Non-recurrent CNVs seen in our cohort did overlap enriched CNVs in these burden studies or with CNVs published in patient databases. For instance, the 15q13.3 deletion seen in male patient SKZ_0856 overlaps with a known deleterious CNV18 seen in patients with a highly variable phenotype, which include mild to moderate intellectual disability and variable dysmorphic features.49 Other CNVs with overlap in our study are the gain involving FAT1 on 4q35.2 in patient SKZ_1248, the 6p22 deletion in patient SKZ_1856,18 the 2q13 duplication seen in patient DE61OSOUKBD10019719 and 22q11 gain18 seen in female patient SKZ_1780. Interestingly, two additional published EA/TEF patients have a 22q11 duplication overlapping the one seen in patient SKZ_1780. The DECIPHER database contains an inherited gain (chr22:19095778-19928090) described in patient 3771, with TOF, upper respiratory tract abnormality, coloboma, hearing impairment, horseshoe kidney and a right aortic arch with mirror image branching. The second is a paternally inherited duplication in a patient with OA/TOF and ventricular septal defect.50

Rare CNVs could be determinants in secondary phenotypical anomalies and/or serve as a second ‘hit’ tilting the balance from normal to abnormal development. Duplications might be rescue mechanisms in which a normal copy is duplicated to balance out a copy affected by a mutation, resulting in increased gene expression or deletions might worsen an otherwise less severe condition.
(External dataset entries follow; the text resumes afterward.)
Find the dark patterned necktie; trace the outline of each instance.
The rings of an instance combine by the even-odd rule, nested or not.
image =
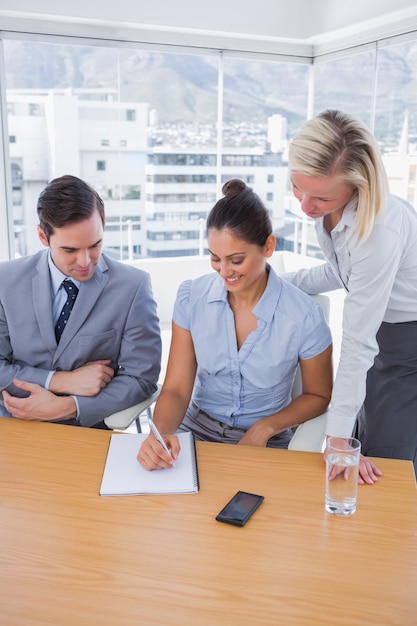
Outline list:
[[[55,337],[57,343],[59,343],[59,340],[61,339],[61,335],[64,331],[66,323],[68,322],[72,307],[74,306],[74,302],[78,295],[78,287],[77,285],[74,285],[71,280],[64,280],[62,285],[67,292],[67,301],[62,307],[62,311],[59,314],[57,323],[55,325]]]

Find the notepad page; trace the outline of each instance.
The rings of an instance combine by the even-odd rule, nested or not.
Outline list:
[[[179,433],[175,468],[148,471],[137,461],[145,433],[119,433],[110,438],[100,495],[194,493],[198,491],[193,435]]]

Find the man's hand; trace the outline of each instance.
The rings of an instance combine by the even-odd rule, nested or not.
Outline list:
[[[40,385],[27,383],[17,378],[13,380],[13,383],[18,389],[30,393],[27,398],[16,398],[8,391],[2,392],[4,405],[13,417],[38,422],[56,422],[77,416],[77,407],[73,398],[56,396]]]
[[[49,390],[58,394],[96,396],[113,379],[110,359],[90,361],[71,372],[55,372]]]

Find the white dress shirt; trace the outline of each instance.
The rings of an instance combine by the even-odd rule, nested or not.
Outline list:
[[[327,434],[349,437],[366,392],[366,374],[379,351],[381,323],[417,320],[417,213],[396,196],[375,221],[364,242],[352,237],[356,197],[346,206],[330,236],[316,220],[327,259],[283,278],[306,293],[343,287],[343,333],[339,366],[327,420]]]

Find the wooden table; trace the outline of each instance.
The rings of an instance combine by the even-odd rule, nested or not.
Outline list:
[[[100,497],[109,436],[0,418],[2,626],[417,624],[411,462],[341,518],[321,455],[211,443],[198,494]],[[239,489],[264,503],[216,522]]]

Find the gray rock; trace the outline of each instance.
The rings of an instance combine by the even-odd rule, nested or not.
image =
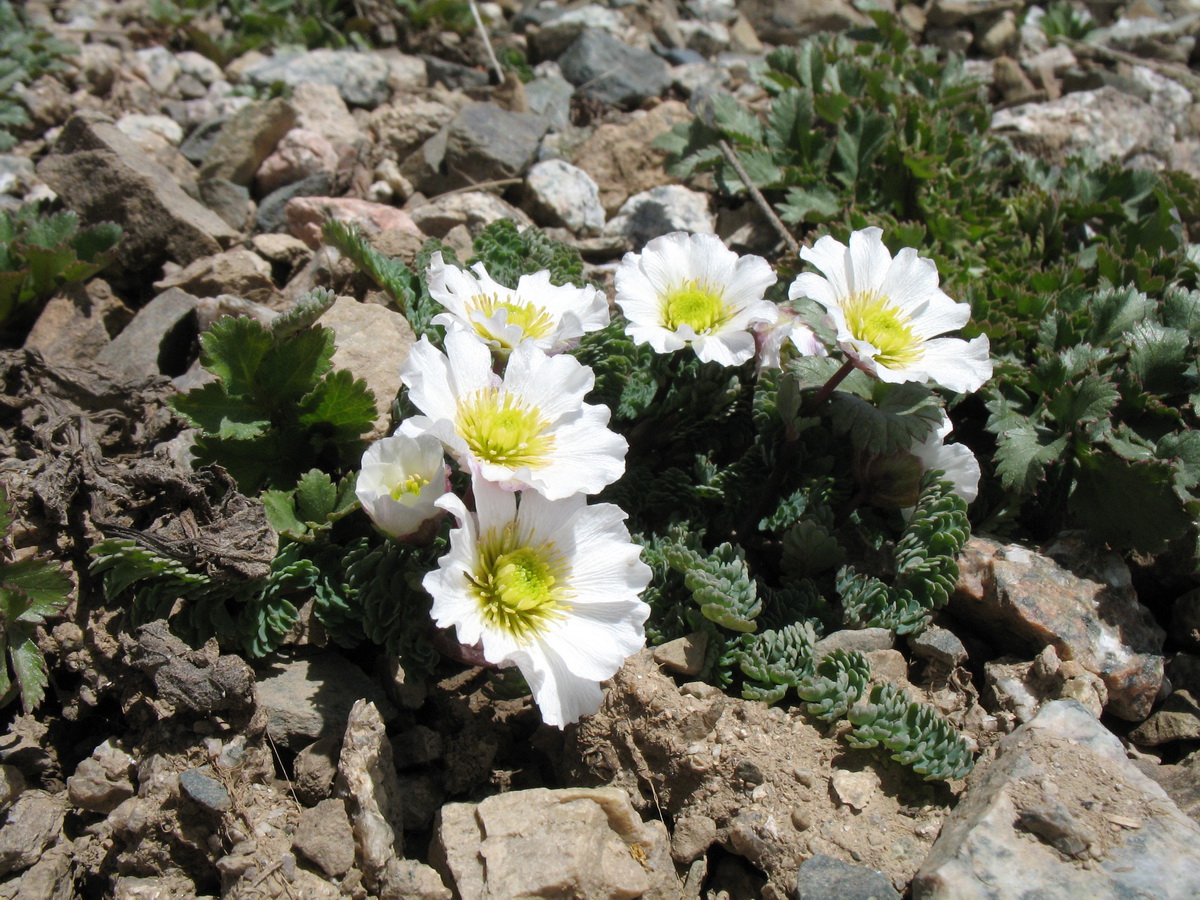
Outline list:
[[[296,124],[296,109],[282,97],[251,103],[221,128],[200,166],[200,180],[224,178],[249,186],[262,161]]]
[[[475,235],[499,219],[512,219],[519,228],[533,224],[529,216],[511,203],[481,191],[447,194],[409,207],[408,213],[422,232],[436,238],[444,238],[460,225]]]
[[[66,798],[26,791],[8,810],[0,827],[0,876],[28,869],[61,834]]]
[[[36,181],[37,171],[32,159],[0,153],[0,194],[23,196]]]
[[[967,648],[953,631],[931,625],[920,634],[908,639],[913,656],[929,660],[939,666],[961,666],[967,661]]]
[[[450,122],[446,169],[464,184],[519,177],[533,162],[545,133],[546,123],[535,115],[472,103]]]
[[[293,88],[306,82],[333,85],[348,105],[368,109],[391,97],[389,76],[383,57],[355,50],[281,53],[242,73],[246,81],[260,88],[280,82]]]
[[[796,875],[796,900],[900,900],[882,872],[814,854]]]
[[[171,93],[171,86],[183,71],[174,53],[166,47],[148,47],[136,51],[134,58],[133,71],[146,79],[155,93]]]
[[[356,701],[350,710],[337,794],[350,814],[364,884],[381,897],[391,896],[404,854],[403,799],[383,718],[367,700]]]
[[[259,671],[258,705],[271,738],[292,750],[346,728],[350,709],[370,699],[387,720],[396,715],[383,691],[362,669],[338,653],[275,662]]]
[[[111,335],[132,318],[133,311],[107,281],[93,278],[86,284],[64,285],[42,308],[25,347],[37,350],[49,363],[94,362]]]
[[[1151,153],[1169,159],[1175,126],[1144,100],[1113,87],[997,110],[992,130],[1020,150],[1061,164],[1085,150],[1101,159]]]
[[[708,635],[702,631],[685,635],[654,648],[654,661],[678,675],[699,675],[708,653]],[[688,860],[691,862],[691,860]]]
[[[406,728],[392,741],[392,752],[398,769],[428,765],[441,759],[443,750],[442,736],[424,725]]]
[[[55,844],[41,859],[20,876],[5,882],[3,896],[11,900],[76,900],[75,845],[70,841]]]
[[[155,290],[179,288],[192,297],[234,294],[243,300],[266,303],[276,293],[271,264],[245,247],[234,247],[216,256],[198,259],[154,283]]]
[[[238,238],[216,213],[187,194],[171,174],[102,118],[73,116],[38,164],[38,176],[87,222],[114,220],[124,234],[117,261],[130,271],[187,265]]]
[[[71,805],[107,815],[133,796],[133,772],[133,758],[105,741],[67,779]]]
[[[1175,691],[1129,733],[1129,739],[1147,747],[1200,739],[1200,703],[1190,691]]]
[[[254,704],[254,672],[216,641],[193,650],[158,619],[137,630],[127,647],[130,663],[154,682],[155,704],[164,715],[248,712]]]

OA/TOF is a variable feature in several single-gene disorders. Perhaps the presence of these disorders is higher than currently diagnosed. Recognizing the phenotypical spectra might be hampered by uncharacteristic phenotypical features in patients carrying both a modifying rare CNV and a gene mutation. It might be worthwhile to screen large OA/TOF patient cohorts retrospectively for mutations in known disease genes. Unfortunately, owing to the large number of genes and non-recurrence of de novo CNVs, it is not feasible to establish their contribution to OA/TOF disease aetiology. Moreover, the lack of availability of OA/TOF patient samples and heterogeneity of the rare CNVs hamper formal burden analysis to prove association. However, the de novo nature of CNVs in patients and absence of overlapping CNVs in a large control cohorts is interesting. Perhaps, future CNV profiling or sequencing studies will detect deleterious variation in overlapping genes, paving the way for further single-gene-based functional studies.

Concluding remarks

We hypothesized that de novo and overlapping rare recurrent CNVs could contribute to the disturbed development of the oesophagus. Quantifying CNV prevalence and identity could aid in genetic diagnosis and clinical care selection. We found several de novo and rare overlapping CNVs. Our screening indicated that the prevalence of de novo CNVs on OA/TOF patient population is 1.6%. On the basis of their function, overlap with loci in published case–control studies, known CNV syndromes and foregut phenotypes in animal models, we suggest SHH and SLC4A2 as contributing factors in a contiguous gene deletion to OA/TOF disease aetiology, and 15q13.3, 16p13.3 and 22q11.2 as candidate susceptibility loci. With aneuploidy and structural chromosomal anomalies (~4%) and single base pair mutations (~6 %) now CNVs (~1–2%) total the genetic contribution of OA/TOF disease aetiology to ~11–12%. Mutation screening using candidate gene approaches, whole-exome or whole-genome sequencing as well as sequencing large patient–parent cohorts – both prospectively and retrospectively – will likely reveal known and new pathogenic DNA variations, increasing the contribution of genetics and our knowledge of OA/TOF disease aetiology.